が、謎の女つばきとの出会いが、彼の運命を狂わせた。
なぜか鬼御門に追われるつばきは彼に「自分の過去を探してくれ」と頼む。彼女の瞳の奥に宿る何物かに惹かれていく出門。執拗につばきを追う鬼御門の先頭に、出門と兄弟同様に育った安倍邪空がいた。鬼御門の頭領十三代目安倍晴明を奸計にはめて葬った邪空。が、彼は更なる力を求めて、鬼を率いる美形の妖かし美惨と手を組み、彼らの前に立ちはだかる。鬼の王“阿修羅"の悲しき因果に操られ、千年悲劇の幕が開く。
その先にあるのは、滅びか、救いか───舞台版のストーリーより
原作の舞台版で演った富田靖子や天海祐希もそれなりによかったんだろう。でも顔の表情がスクリーンに数十倍にも拡大される映画においては、宮沢りえの起用は必然。なんて美しい女優なんだ。
原節子、岸恵子、吉永小百合……これがまっとうな美人女優の系譜だとすれば、その裏には“邪悪な”と形容したくなるラインもある。山田五十鈴、京マチ子、細川ちか子……加虐な表情が色香をかもし出す、いわゆる妖女系。
「たそがれ清兵衛」「父と暮らせば」で清楚な美しさを感じさせた宮沢は、「阿修羅城の瞳」で真逆の妖女の一面を見せる。ちょっとネタバレになるけれど「(この男を)今、殺せる!」と感じた瞬間の喜悦の微笑みなど、震えがくる。
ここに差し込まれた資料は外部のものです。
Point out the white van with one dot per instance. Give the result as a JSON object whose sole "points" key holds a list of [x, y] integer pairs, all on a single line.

宮沢がどれほどの女優になるかは未知数。でも作品の選択は今のところ満点だ。タイプが少し似ている鰐淵晴子レベルにとどまるタマではないことを確信。
共演の市川染五郎も、こう何というか、性根の腐った感じ(笑)が実にいい。次作「蝉しぐれ」が不安になるくらいケレン味たっぷり。歌舞伎のシーンはさすがだ。
ムシャクシャする気持ちを払拭するに最適の映画。あー宮沢りえにもっともっといじめられたい!